Ruth Williams holds the Charles Lee Powell Chair in Mathematics I at the University of California, San Diego (UCSD). She is a mathematician who works in probability theory, especially on stochastic processes and their applications. She is particularly known for her foundational work on reflecting diffusion processes in domains with corners, for co-development with Maury Bramson of a systematic approach to proving heavy traffic limit theorems for multiclass queueing networks, and for the development of fluid and diffusion approximations for the analysis and control of more general stochastic networks, including those described by measure-valued processes.
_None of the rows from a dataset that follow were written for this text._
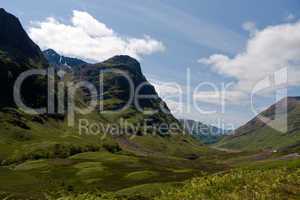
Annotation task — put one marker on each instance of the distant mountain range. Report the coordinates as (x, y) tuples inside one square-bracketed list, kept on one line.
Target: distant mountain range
[(19, 53), (59, 61), (258, 134), (207, 134)]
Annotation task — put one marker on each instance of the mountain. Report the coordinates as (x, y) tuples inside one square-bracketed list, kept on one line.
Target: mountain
[(19, 53), (260, 134), (207, 134), (38, 136), (63, 62)]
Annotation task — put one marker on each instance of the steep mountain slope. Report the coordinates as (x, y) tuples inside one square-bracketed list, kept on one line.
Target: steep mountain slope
[(258, 134), (205, 133), (41, 153), (17, 54), (43, 137), (63, 62)]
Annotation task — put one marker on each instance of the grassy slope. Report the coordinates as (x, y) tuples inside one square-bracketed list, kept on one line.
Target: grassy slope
[(266, 137), (44, 155)]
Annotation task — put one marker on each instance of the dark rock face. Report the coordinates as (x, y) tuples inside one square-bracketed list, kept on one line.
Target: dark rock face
[(63, 62), (15, 42), (19, 53)]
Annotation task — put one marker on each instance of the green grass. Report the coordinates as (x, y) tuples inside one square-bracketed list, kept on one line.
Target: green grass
[(240, 184)]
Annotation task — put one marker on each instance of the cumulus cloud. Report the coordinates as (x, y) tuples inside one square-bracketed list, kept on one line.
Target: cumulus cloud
[(290, 17), (88, 38), (250, 27), (267, 51)]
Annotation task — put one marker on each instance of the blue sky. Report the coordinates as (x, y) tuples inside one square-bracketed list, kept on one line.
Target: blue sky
[(189, 31)]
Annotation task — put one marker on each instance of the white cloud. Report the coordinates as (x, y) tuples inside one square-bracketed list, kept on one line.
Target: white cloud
[(218, 97), (268, 51), (167, 89), (290, 17), (250, 27), (86, 37)]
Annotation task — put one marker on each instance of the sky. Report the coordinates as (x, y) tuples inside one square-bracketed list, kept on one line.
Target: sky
[(205, 58)]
Her current research includes the study of stochastic models of complex networks, for example, those arising in Internet congestion control and systems biology.
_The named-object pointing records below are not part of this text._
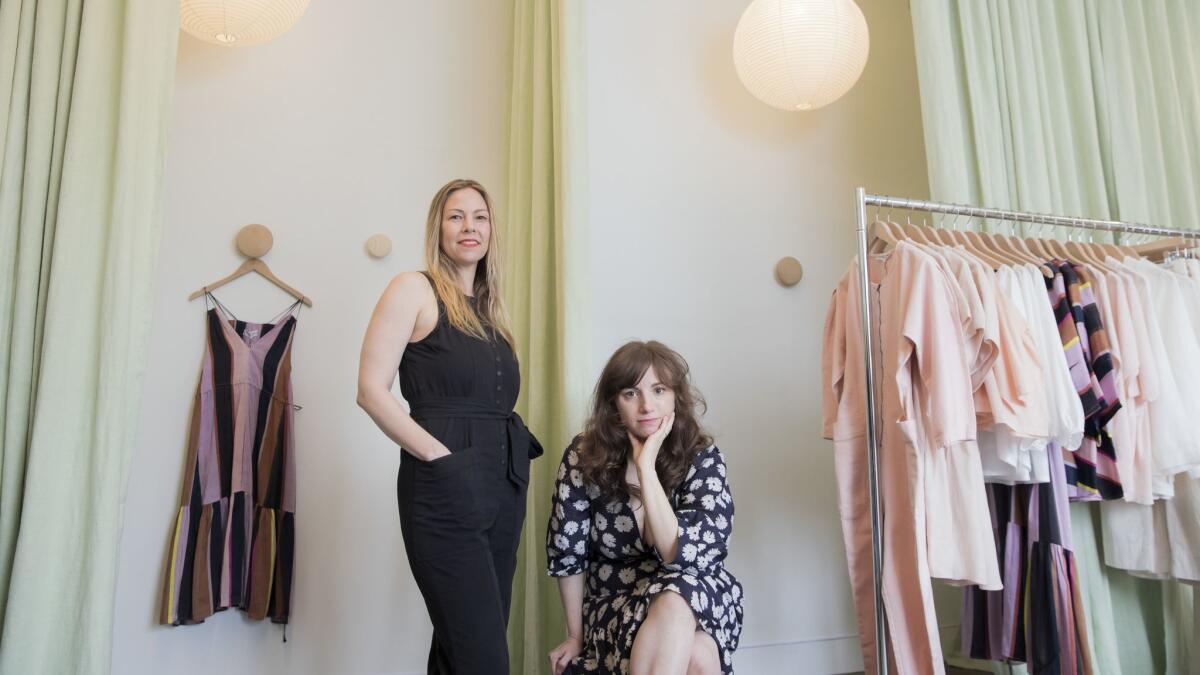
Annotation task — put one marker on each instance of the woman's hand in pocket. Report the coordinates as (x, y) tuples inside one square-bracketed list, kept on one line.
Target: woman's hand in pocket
[(562, 656)]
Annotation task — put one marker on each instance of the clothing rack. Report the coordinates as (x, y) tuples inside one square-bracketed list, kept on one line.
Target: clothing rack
[(864, 199)]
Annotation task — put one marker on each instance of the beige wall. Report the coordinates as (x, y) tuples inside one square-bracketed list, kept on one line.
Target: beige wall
[(696, 190), (341, 129), (347, 125)]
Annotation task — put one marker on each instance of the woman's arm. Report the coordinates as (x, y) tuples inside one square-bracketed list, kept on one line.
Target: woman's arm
[(388, 334), (661, 526), (571, 590), (660, 529)]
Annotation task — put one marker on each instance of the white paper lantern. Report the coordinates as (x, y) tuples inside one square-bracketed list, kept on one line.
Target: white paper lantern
[(239, 22), (801, 54)]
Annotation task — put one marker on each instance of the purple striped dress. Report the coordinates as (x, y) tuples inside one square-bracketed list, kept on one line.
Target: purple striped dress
[(233, 539)]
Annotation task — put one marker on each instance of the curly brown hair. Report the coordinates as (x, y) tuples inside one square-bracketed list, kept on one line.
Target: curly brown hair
[(604, 446)]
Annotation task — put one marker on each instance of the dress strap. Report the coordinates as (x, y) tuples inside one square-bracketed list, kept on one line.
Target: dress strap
[(209, 296)]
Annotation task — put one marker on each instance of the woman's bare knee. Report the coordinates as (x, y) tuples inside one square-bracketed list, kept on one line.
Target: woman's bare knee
[(671, 607), (706, 659)]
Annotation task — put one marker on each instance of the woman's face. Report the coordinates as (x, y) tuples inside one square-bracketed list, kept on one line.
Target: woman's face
[(643, 406), (466, 227)]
Williams studied mathematics at the University of Melbourne where she earned her Bachelor of Science (Honours) and Master of Science degrees. She then studied at Stanford University where she earned her Ph.D. degree in Mathematics. She had a postdoc at the Courant Institute of Mathematical Sciences in New York before taking up a position as an Assistant Professor at the University of California, San Diego (UCSD). She has remained at UCSD during her career, where she is now a Distinguished Professor of Mathematics.
Ruth Williams is an Elected Member of the US National Academy of Sciences, an Elected Fellow of the American Academy of Arts and Sciences, an inaugural Fellow of the American Mathematical Society, a Fellow of the Institute for Operations Research and the Management Sciences, a Fellow of the American Association for the Advancement of Sciences, and a Fellow of the Institute of Mathematical Statistics. She is also a Fellow of St. Hilda's College at the University of Melbourne, and received an honorary Doctor of Science degree from La Trobe University in Australia. Williams has been a Guggenheim Fellow, an Alfred P. Sloan Fellow and a National Science Foundation Presidential Young Investigator. She delivered a 45-minute invited address at the International Congress of Mathematicians in 1998. In 2007, Williams received the Best Publication Award of the INFORMS Applied Probability Society, jointly with Amber Puha and H. Christian Gromoll. In 2012, Williams served as President of the Institute of Mathematical Statistics, a major international professional society for the development and dissemination of the theory and applications of probability and statistics. In 2016, Williams was awarded the John von Neumann Theory Prize by the Institute for Operations Research and the Management Sciences, jointly with Martin I. Reiman. At the annual INFORMS meeting in 2017, she was awarded the 2017 Award for the Advancement of Women in Operations Research and the Management Sciences.